I'm in the middle of training for another mini-marathon. Each year that I do this, it seems God has something different for me to learn or ponder. This year it seems to be the issue of discipline.
Yes, I am a highly disciplined person. But this year God's using my training to reinforce that I am disciplined in the things I want to be disciplined in. Because I write late at night, I'm not a morning person anymore. Yet because of my crazy schedule right now, the only time for me to get in my
runs most days is if I get up half an hour to an hour earlier than I have been. I'm doing it. I don't like it, but I'm doing it.
As I do, I feel this whisper in my soul challenging me to do the same thing to spend time with God. I don't like running, yet I'm doing what I need to so I don't die that first Saturday morning in May when I'm running. How much more important is it to make the time to spend time in the Bible and in God's presence. I find pockets and snatches of time, but I'm not great about having one designated time every day.

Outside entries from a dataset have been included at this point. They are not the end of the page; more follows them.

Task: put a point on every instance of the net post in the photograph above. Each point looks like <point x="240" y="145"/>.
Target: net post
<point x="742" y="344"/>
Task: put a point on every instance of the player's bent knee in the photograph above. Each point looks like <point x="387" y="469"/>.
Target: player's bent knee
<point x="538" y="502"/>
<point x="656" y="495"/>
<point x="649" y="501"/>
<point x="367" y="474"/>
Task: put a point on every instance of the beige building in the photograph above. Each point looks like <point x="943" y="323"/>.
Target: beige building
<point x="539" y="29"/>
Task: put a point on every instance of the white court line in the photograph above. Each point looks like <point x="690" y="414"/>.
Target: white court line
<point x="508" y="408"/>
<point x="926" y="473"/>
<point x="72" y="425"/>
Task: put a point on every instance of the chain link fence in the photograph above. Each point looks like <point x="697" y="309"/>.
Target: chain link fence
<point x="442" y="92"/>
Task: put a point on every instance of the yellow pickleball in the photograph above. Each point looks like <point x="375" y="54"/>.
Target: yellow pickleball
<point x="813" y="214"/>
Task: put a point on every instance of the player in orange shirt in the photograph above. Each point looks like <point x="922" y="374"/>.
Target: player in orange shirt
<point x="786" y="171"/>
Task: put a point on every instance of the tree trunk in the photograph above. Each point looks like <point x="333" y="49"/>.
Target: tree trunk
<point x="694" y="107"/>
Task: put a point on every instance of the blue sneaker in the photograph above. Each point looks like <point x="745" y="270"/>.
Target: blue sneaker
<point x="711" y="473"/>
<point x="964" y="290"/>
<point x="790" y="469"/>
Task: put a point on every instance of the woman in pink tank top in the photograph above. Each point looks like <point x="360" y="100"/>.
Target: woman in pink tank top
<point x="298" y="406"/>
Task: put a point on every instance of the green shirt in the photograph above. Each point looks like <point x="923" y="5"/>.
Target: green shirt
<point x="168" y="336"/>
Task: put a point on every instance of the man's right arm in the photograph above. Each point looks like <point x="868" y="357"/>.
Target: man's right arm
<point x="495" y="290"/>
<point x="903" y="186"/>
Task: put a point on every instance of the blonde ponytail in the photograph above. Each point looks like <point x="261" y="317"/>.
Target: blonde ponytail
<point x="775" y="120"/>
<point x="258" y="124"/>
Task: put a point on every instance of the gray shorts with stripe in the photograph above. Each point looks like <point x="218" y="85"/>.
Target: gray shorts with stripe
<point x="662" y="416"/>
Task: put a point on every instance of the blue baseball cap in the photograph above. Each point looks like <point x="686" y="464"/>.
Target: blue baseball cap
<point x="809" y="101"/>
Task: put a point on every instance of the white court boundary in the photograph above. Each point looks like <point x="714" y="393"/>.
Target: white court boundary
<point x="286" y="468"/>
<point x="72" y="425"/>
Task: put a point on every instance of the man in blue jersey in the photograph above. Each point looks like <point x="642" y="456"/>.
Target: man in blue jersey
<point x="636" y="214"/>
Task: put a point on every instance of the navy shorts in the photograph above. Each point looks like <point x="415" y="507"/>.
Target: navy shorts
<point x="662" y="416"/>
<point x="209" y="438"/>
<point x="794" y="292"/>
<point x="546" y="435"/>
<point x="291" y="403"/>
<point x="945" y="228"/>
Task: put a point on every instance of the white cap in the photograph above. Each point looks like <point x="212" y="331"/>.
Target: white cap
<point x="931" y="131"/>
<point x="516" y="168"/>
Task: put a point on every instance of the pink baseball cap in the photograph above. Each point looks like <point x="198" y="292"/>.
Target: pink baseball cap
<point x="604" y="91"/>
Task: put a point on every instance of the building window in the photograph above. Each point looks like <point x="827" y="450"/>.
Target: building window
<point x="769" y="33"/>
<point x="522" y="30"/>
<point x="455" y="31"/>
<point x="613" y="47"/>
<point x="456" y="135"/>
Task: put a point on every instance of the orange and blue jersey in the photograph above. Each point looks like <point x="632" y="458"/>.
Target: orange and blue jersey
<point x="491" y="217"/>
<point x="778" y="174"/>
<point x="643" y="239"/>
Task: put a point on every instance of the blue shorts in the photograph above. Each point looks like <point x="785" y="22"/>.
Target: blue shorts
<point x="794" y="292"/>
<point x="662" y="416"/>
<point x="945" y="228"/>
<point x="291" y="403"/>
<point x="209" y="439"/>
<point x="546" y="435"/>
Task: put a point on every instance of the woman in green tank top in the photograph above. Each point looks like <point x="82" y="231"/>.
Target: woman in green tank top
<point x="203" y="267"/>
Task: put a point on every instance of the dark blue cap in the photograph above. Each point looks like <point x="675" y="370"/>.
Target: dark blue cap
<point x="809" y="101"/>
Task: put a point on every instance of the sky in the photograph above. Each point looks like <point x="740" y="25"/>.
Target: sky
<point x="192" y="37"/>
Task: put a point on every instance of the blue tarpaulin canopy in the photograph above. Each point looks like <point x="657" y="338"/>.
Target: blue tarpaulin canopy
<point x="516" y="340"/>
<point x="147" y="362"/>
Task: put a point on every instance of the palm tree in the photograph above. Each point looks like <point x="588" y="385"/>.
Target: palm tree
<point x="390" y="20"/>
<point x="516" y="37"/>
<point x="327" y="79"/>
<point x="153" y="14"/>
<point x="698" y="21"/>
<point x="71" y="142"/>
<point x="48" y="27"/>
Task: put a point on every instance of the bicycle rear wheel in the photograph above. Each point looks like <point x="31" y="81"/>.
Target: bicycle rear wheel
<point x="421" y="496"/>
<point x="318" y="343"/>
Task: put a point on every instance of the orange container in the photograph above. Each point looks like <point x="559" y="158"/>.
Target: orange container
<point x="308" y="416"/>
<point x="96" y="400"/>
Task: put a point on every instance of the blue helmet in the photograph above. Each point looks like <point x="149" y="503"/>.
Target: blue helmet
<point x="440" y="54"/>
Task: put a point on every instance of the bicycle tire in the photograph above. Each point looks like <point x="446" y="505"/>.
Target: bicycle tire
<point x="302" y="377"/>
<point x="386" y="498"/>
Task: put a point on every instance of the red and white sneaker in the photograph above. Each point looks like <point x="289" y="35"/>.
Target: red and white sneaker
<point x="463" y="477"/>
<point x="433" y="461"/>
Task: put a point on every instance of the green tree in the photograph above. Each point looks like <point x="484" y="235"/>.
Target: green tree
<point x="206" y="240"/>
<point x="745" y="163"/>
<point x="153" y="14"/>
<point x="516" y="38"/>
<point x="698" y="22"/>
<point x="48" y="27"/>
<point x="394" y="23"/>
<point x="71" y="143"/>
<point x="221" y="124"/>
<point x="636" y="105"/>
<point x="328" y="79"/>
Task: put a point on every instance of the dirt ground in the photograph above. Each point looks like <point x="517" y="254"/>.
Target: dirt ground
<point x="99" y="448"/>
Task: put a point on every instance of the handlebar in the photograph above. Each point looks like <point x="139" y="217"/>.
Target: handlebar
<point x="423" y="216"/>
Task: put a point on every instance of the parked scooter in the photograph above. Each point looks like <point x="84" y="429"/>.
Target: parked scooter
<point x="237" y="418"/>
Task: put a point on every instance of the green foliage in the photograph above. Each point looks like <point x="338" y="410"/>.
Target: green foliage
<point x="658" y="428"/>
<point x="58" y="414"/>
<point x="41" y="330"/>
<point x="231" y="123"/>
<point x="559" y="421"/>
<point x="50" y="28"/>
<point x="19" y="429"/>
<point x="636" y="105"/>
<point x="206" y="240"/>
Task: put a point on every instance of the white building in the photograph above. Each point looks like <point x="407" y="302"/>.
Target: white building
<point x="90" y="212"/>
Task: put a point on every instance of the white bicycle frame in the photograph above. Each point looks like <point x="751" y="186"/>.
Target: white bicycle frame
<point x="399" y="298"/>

Because of a new class I'm teaching at Purdue, I'm reading a 500 page textbook in eight weeks for the purpose of teaching the content. That's not always enjoyable, but I'm doing it. Why can't I do the same with the Bible?
Anyone else struggle with this? I really hope I'm not alone, but I love how God in his grace has shown me that I do have the discipline...when I chose to exercise it.
2 comments:
This post was perfectly timed for me. I've been thinking a lot about the issue of discipline--about why it is that I can be very disciplined about certain things (say, attending to clients' needs at my day job), but not always so much about other things that matter very much to me, like writing or working out.
You've given me some things to think about today. Thanks for sharing this.
Isn't it funny how we can be so disciplined and yet not. Asking God for the grace to work on this.